En revanche, je suis extrêmement favorable à ce que l’interruption de la prescription soit possible dans certains cas (ce qu’on appelle aussi « prescription glissante » ou « prescription en cascade »), un peu comme ce qui a été mis en place dans la loi du 21 avril 2021 dans les affaires de pédocriminalité. Si un crime est prescrit mais qu’un autre a été commis par la même personne, sur la même personne, sans être prescrit, cela désactive la prescription du premier crime. Pour l’instant, ça n’est pas très utilisé et c’est cantonné aux mineur·es, mais il faudrait la même disposition pour les personnes majeures.
« IL FAUT IMPÉRATIVEMENT CHANGER LA DÉFINITION DU VIOL POUR CASSER LA PRÉSOMPTION DE CONSENTEMENT. »
Quelles mesures vous paraîtraient indispensables pour améliorer, dans votre quotidien d’avocate, la prise en charge des victimes de violences sexuelles ?
Pour commencer, je suis favorable à la création de juridictions spécialisées dans les violences de genre, comme cela existe en Espagne (lire à ce sujet l’article de Sophie Boutboul dans le numéro 3 de La Déferlante).
Ensuite, il faut impérativement changer la définition du viol et des agressions sexuelles pour casser la présomption de consentement. Quand le Code pénal écrit que tout acte de pénétration commis par « contrainte, menace, surprise » est un viol, ça suppose que pour tout le reste on est présumé·es disponibles sexuellement. En Suède et en Espagne, on interroge les hommes sur la façon dont ils se sont assurés du consentement de leur partenaire. Il ne s’agit pas d’envoyer un recommandé avant chaque acte sexuel, comme certain·es le caricaturent, mais d’être capable de dire qu’on s’est bien assuré que le ou la partenaire était d’accord.
Il faut inscrire dans le Code pénal l’interdiction de porter atteinte à la liberté sexuelle d’autrui. Parce que c’est ça, au fond, le problème des agressions sexuelles : tu n’as même pas le temps d’envisager tes désirs qu’on a déjà décidé à ta place. Ça prive d’un droit essentiel !

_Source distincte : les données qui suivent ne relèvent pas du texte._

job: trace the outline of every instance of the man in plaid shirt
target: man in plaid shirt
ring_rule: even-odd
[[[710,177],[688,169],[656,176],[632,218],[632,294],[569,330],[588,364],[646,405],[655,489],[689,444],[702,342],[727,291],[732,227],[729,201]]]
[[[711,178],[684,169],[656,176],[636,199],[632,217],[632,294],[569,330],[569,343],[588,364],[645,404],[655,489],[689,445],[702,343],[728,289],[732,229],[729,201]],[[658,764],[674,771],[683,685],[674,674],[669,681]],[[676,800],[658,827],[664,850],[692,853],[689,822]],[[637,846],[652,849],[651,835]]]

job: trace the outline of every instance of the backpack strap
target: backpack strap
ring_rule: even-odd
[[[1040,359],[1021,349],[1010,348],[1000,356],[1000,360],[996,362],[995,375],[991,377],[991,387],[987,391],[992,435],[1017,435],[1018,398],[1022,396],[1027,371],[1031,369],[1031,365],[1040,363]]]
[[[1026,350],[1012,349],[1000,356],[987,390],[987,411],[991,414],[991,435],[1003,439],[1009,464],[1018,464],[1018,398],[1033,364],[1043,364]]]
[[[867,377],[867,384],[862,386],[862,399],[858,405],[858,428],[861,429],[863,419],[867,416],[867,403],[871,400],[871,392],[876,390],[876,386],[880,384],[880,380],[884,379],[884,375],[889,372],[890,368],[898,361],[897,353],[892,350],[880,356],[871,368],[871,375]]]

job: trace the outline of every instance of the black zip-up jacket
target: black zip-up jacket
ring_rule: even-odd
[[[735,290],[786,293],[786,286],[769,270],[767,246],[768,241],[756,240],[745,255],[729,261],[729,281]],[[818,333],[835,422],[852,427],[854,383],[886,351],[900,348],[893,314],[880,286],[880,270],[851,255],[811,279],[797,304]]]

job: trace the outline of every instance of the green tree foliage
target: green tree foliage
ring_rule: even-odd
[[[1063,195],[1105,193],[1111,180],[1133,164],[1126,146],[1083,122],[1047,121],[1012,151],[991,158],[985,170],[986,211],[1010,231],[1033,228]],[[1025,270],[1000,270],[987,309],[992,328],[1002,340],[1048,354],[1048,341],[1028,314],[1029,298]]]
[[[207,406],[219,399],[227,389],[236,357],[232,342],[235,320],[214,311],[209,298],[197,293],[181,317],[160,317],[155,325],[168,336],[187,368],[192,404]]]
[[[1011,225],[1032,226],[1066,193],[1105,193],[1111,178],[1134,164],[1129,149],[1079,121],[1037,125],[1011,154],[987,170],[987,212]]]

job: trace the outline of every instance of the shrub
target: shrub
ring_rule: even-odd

Ne faudrait-il pas sortir des solutions pénales dans les affaires de violences sexuelles ? Est-ce qu’on n’attend pas trop de la justice ?
Ce ne sont pas les viols et les agressions sexuelles qui remplissent les prisons… Si les juridictions étaient moins encombrées par les outrages, les rébellions, les poursuites contre les réfugié·es, ça libérerait de la place pour traiter les violences de genre. Il faut continuer à demander chaque fois davantage à la justice sur les violences sexistes et sexuelles, car on a besoin d’elle. Les agresseurs sexuels et les auteurs de violences intrafamiliales sont souvent dans la toute-puissance : le seul moment où on les voit faiblir, c’est quand on leur passe les menottes. Je ne suis pas une fanatique des peines longues, mais je crois qu’il faut punir un peu quand même, et bien sûr réhabiliter pour que les personnes violentes puissent nuire le moins possible.